Revised proposal: Tuples #46

WardBrian · 2022-04-22T18:07:51Z

This design doc takes the information from Bob's original proposal here: #24

It reformats it to the standard RFC format and adds additional information on the currently proposed implementation.
In particular, it details IO formats and some of the implementation challenges.

Rendered version:
https://github.com/WardBrian/design-docs/blob/tuples/designs/0018-tuples.md

Signed-off-by: Brian Ward <bward@flatironinstitute.org>

betanalpha · 2022-05-03T20:29:15Z

This all looks great. I am sure that these have already been discussed repeatedly and I don't want to bike shed, but a few I have a comments about potential user experience.

What is the motivation for having({ a, b, c }) and ([a, b, c]) be equivalent to (typeof(a), typeof(b), typeof(c))? If typeof(a) = typeof(b) = typeof(c) won't there be a conflict between (typeof(a), typeof(b), typeof(c)) and the array singleton (array[3] typeof(a, b, c)) or if typeof(a) = typeof(b) = typeof(c) = real then a conflict between (typeof(a), typeof(b), typeof(c)) and the the vector singleton (vector[3])? This seems like an unnecessary source of confusion when the tuple declarations can just be restricted to (a, b, c).

Why the new accessor for individual elements? Because both arrays and linear algebra use [] to access individual elements the language already has a convention for using [] to access elements of a container. Given that tuples are just heterogeneous containers it seems like it would be natural to continue this convention and not confuse users with another notation.

I have to say that I'm a huge fan of tuple(T1, T2, T3) instead of (T1, T2, T3). The extra verbosity is minimal and it emphasizes to users that this is a new container type. This would also be consistent with the recent move to the more verbose array syntax. As an additional feature is that this would provide an explicit differentiation between declarations and unpacking,

real a, b, c;
tuple(real, real, real) x = (2, 2, 2);
(a, b, c) = x; // LHS is not the declaration of a variable but temporarily packing existing variables together

verses the more ambiguous

real a, b, c;
(real, real, real) x = (2, 2, 2);
(a, b, c) = x;

Yes the difference between variable names and type names should be enough to separate the two operations but I think that the added redundancy would be more accessible to the majority of the user base (again similar to the array syntax).

EDIT: (Steve) just fixed a missing backtick

WardBrian · 2022-05-03T20:46:21Z

What is the motivation for having({ a, b, c }) and ([a, b, c]) be equivalent to (typeof(a), typeof(b), typeof(c))

I’m not sure I follow your question, the snippets you’re referencing are establishing what already exists for arrays and row vectors, not what would be used for a tuple.
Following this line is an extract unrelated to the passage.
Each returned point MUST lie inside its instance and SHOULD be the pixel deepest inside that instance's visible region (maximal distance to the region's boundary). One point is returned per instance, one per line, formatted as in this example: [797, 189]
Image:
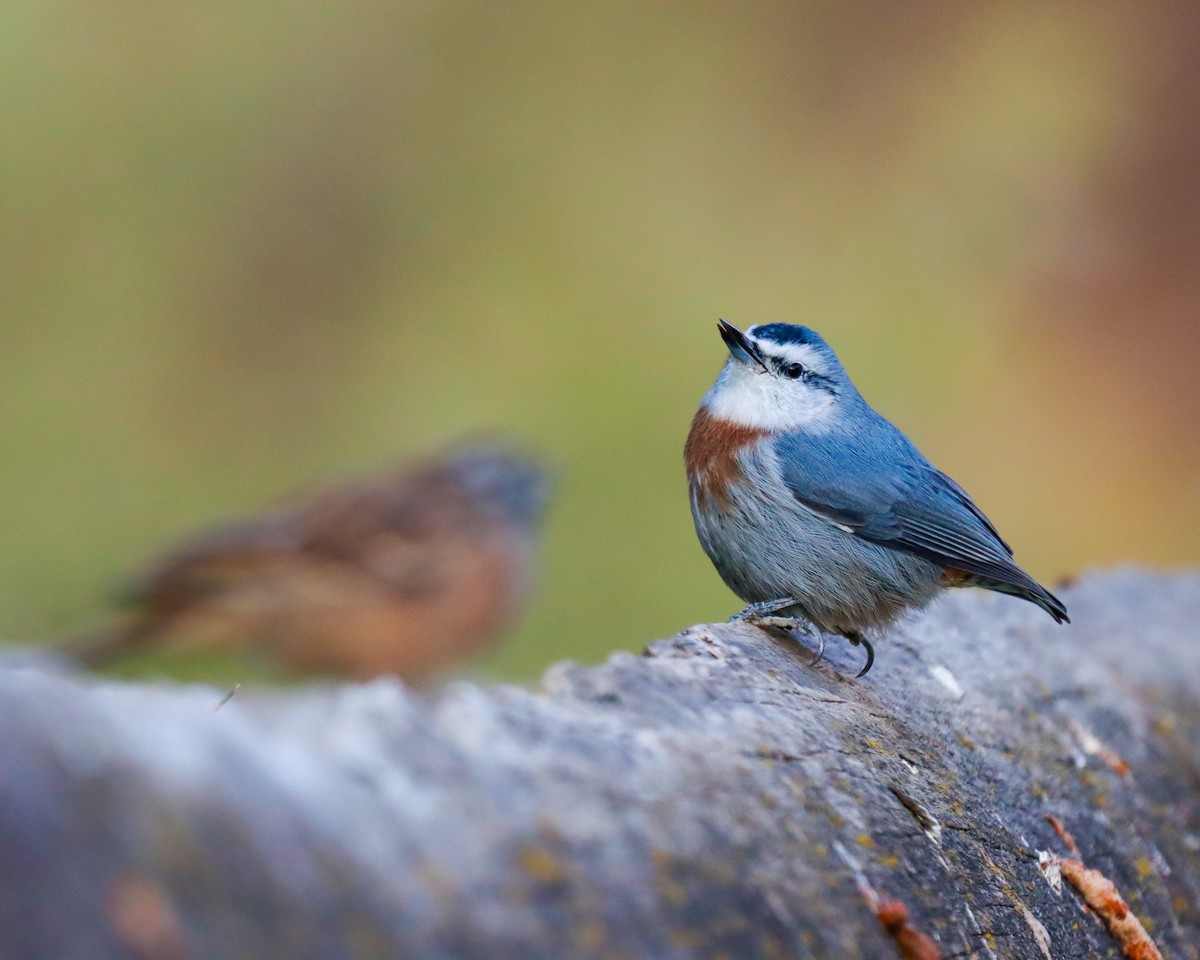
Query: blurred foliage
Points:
[250, 246]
Tuple values would only use {} or [] if they contain arrays or linear algebra types.

Why the new accessor for individual elements?

Besides being heterogenous, the key distinction between a tuple and an array is that the tuple has a static, fixed size. The use of . instead of [] is useful precisely because it is different - one should consider tuples separately than arrays or linear algebra types, since they cannot be iterated over dynamically and you cannot access them with a variable index, only a raw integer. This style is also how struct access would most likely look if we’re going off of structs in other languages.

I have to say that I'm a huge fan of tuple(T1, T2, T3) instead of (T1, T2, T3).

I generally prefer the more succinct syntax, since I think of the fact that tuple types and values are written down very similarly as a win for understandability, but I take your point with the array syntax as well. I do feel quite strongly about not going so far as to make tuple values look like tuple(1.2, 4), though.

I’m not sure that the unpacking/assignment syntax has any ambiguity if we require parenthesis around the LHS of an unpacking. This is not needed in languages like Python, but it is a decent choice in a statically typed language. That way, if you leave the parenthesis off, it will simply be a type error, e.g
real a, b = (2.5, 3.5)
Will fail, since it will parse as trying to assign a tuple of reals to the singular real variable b.

betanalpha · 2022-05-04T20:22:40Z

I’m not sure I follow your question, the snippets you’re referencing are establishing what already exists for arrays and row vectors, not what would be used for a tuple. Tuple values would only use {} or [] if they contain arrays or linear algebra types.

In that case I think the sentence `The expression for creating tuples can follow the array notation ({ a, b, c }) and vector notation ([a, b, c]) and use (a, b, c). This will create a tuple of type (typeof(a), typeof(b), typeof(c)), each subject to the normal promotion rules.` is too confusing as it seems to imply that `{ a, b, c })`, `([a, b, c])` and `(a, b, c)` all construct a tuple of type `(typeof(a), typeof(b), typeof(c))`.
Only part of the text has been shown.